A speciality eatery serving a take on traditional everyday Lebanese food, the Lebanese Bakery comes from brothers Samer and Bassam Chamoun, from their own neighbourhood in Beirut. Since opening their first site there in 2016, Covent Garden aside, there is also Bahrain, with Riyadh and Cairo in the pipeline. This tells us something else; this is not food catering for a new market, this is local food, done with fervour for a home-grown, discerning clientelle. As the saying goes, if you’re choosing a Chinese restaurant, choose the one where the Chinese eat. That the Chamouns are opening their restaurants across the Middle East tells you that this is the real deal.
As its name suggests, the brothers’ passion – indeed, mission – is to pay homage to Lebanese baking, the foundation of Lebanese cooking, and, essentially, bring the world a better type of pizza. The main thrust of its offering is manousheh, one of Beirut’s most popular dishes and made from a soft dough similar to its Italian counterpart – though to call this Lebanese pizza is to do it a disservice. It’s oh, so much more.

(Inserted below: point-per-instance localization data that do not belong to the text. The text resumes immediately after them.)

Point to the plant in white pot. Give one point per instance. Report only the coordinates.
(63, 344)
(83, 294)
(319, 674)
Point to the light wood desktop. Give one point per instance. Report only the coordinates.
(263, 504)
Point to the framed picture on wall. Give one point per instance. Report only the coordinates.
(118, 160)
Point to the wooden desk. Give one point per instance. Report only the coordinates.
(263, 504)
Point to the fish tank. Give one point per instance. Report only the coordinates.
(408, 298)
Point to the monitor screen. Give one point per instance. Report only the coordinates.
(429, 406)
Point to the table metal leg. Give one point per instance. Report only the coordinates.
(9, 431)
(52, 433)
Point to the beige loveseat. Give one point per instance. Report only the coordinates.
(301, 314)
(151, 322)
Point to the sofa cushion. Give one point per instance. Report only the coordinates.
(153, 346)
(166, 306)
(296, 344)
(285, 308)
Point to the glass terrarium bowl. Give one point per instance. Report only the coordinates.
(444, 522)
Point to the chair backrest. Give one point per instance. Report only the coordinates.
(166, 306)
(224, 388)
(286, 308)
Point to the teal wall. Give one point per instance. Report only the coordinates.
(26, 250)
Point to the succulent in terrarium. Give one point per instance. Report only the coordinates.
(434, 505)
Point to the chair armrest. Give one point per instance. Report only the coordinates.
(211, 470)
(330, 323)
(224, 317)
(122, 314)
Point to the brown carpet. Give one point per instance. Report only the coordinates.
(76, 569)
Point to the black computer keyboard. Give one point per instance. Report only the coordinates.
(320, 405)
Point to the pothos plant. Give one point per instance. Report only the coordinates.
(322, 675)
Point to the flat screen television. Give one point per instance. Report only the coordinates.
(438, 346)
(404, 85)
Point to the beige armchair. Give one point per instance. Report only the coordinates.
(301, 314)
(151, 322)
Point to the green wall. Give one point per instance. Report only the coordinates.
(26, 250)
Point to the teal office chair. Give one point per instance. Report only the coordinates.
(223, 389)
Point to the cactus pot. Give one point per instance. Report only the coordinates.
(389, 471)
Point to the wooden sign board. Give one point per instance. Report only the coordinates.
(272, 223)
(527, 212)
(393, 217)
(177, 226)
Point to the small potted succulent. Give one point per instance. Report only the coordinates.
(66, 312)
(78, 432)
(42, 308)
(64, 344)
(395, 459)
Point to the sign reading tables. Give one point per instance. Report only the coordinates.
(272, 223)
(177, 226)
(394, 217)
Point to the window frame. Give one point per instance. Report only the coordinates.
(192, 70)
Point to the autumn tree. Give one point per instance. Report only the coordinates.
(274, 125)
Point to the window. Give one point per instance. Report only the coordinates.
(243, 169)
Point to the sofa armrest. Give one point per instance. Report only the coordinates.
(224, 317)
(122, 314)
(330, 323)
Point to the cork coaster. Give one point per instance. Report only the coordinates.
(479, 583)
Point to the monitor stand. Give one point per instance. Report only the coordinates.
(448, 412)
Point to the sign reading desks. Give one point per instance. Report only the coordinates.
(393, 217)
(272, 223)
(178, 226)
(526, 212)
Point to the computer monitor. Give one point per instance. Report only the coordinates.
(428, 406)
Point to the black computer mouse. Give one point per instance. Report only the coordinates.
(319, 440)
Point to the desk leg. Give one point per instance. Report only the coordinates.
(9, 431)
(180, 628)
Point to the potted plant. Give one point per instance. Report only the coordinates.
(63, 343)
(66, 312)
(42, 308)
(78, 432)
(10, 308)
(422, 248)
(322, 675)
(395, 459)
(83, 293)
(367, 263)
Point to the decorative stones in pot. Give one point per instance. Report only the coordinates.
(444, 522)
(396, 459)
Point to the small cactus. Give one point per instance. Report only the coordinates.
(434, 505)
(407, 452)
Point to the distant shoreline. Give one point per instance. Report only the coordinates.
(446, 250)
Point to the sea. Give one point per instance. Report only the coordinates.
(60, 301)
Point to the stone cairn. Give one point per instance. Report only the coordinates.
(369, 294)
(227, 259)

It’s about the charming and diverse flavours of Lebanon, adding spices and seasoning you might rarely find in baking. But they’ve gone further, enhancing traditional recipes, beyond the za’atar flavour of thyme, sesame and sumac, and developed toppings including a selection of Lebanese cheeses, from Halloumi sprinkled with fresh basil and pine nuts to more adventurous Sirene cheese with fresh spinach. There are carnivorous choices, of course, and, this being Harrods, the menu features options for those with more indulgent tastes, including bone marrow and truffle.

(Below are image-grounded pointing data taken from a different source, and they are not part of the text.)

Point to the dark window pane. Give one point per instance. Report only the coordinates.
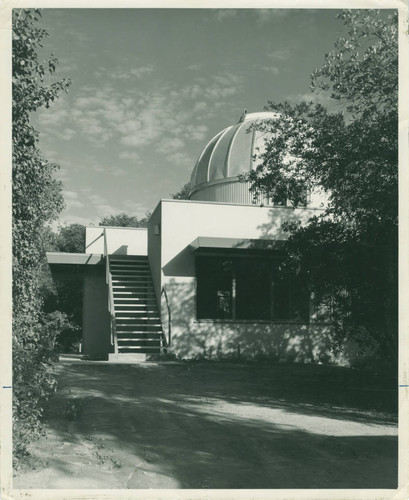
(214, 288)
(252, 289)
(290, 296)
(281, 294)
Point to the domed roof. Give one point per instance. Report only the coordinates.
(231, 152)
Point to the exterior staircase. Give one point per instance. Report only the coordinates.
(137, 320)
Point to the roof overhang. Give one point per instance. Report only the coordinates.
(74, 259)
(205, 244)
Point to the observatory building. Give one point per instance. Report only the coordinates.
(206, 278)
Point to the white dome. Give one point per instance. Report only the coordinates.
(229, 154)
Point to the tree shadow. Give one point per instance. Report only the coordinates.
(226, 425)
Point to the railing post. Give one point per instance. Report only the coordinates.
(111, 306)
(169, 339)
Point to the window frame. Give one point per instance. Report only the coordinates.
(234, 256)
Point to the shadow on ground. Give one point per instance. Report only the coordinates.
(226, 425)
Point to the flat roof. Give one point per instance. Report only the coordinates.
(54, 258)
(215, 243)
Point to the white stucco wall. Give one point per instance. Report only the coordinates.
(183, 222)
(120, 240)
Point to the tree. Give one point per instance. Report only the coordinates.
(124, 220)
(37, 200)
(350, 252)
(70, 239)
(183, 193)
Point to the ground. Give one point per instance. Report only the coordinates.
(216, 425)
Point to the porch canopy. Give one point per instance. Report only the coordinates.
(205, 244)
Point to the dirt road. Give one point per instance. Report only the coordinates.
(216, 425)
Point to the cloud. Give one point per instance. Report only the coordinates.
(68, 134)
(122, 73)
(118, 172)
(271, 69)
(226, 14)
(264, 16)
(163, 119)
(280, 54)
(71, 199)
(194, 67)
(322, 98)
(129, 155)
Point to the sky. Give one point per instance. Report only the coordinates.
(151, 87)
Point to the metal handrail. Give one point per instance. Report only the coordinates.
(169, 339)
(111, 306)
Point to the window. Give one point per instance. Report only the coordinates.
(239, 288)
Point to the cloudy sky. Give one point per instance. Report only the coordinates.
(150, 88)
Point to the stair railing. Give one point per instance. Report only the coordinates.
(168, 340)
(111, 307)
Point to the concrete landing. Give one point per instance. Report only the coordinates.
(127, 358)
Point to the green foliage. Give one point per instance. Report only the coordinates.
(183, 193)
(350, 251)
(124, 220)
(37, 200)
(70, 239)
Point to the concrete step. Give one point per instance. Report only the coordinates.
(139, 342)
(127, 358)
(142, 349)
(139, 330)
(135, 307)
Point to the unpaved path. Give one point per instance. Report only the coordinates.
(216, 425)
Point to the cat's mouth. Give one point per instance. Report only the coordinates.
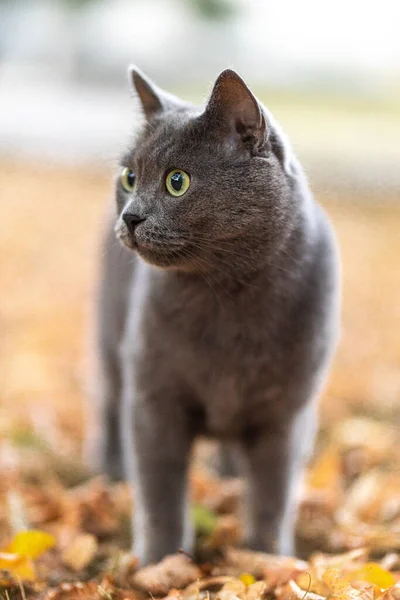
(154, 251)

It’s style as well as substance, however, as your standard shawarma wrap is given the manousheh treatment with Baharat-spiced beef, tomato, pickles, tahini vinaigrette and bone marrow (it’s exquisite, by the way), and a range of other smaller sharers, such as a beef and pumpkin kibbeh croquettes, and chicken musakhan pastry wraps of pulled chicken, onions and sumac – the first thing I bit into and a new personal favourite.

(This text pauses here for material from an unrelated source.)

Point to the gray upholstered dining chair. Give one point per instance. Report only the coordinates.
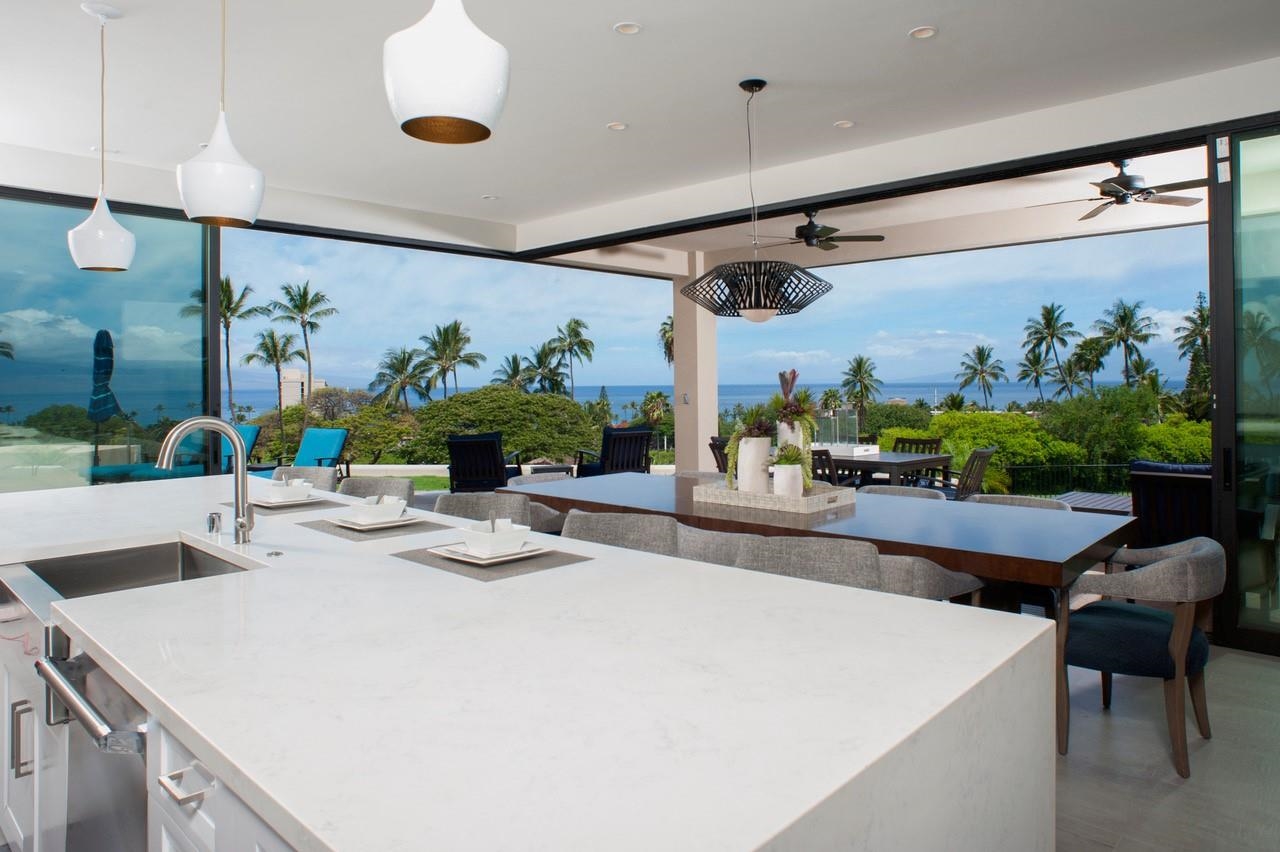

We make a three-course meal out of it; indecisive about the starters on offer, we try a selection of kibbeh and fatayer, delicious parcels of pastry packed with spinach, olives and purslane, flatbreads served on a woven platter accompany these with dips of hummus the like of which you won’t find anywhere else, and labneh, strained yogurt with sumac and dried mint. Accompanied by the most delicious home-pressed lemonade, these appetizers book-end our mains with sweet options, a chocolate and hazelnut calzone of sorts and a halawa manousheh of berries, mint and pistachio, capped off with a punchy, silt-like Lebanese coffee that would put the Turks to shame.
If all this sounds like a little too much bread – three courses of dough, dough and more dough – there are traditional salads, too, from aubergine fattoush, lentil tabbouleh and cauliflower freekeh, but consider that even after this feasting, it’s delicate, not stodgy; leaving you light enough on your toes to gives the store’s aisles and offerings a wander – and even leave you considering going back for more.
The Lebanese Bakery, 4th Floor, Harrods in Knightsbridge, and Covent Garden, London. For more information, including menus, please visit www.thelebanesebakery.com.
The Lebanese Bakery supports a number of charities and foundations helping local communities where their restaurants are located, as well as raising money for relief following the devastating explosion in Beirut in August.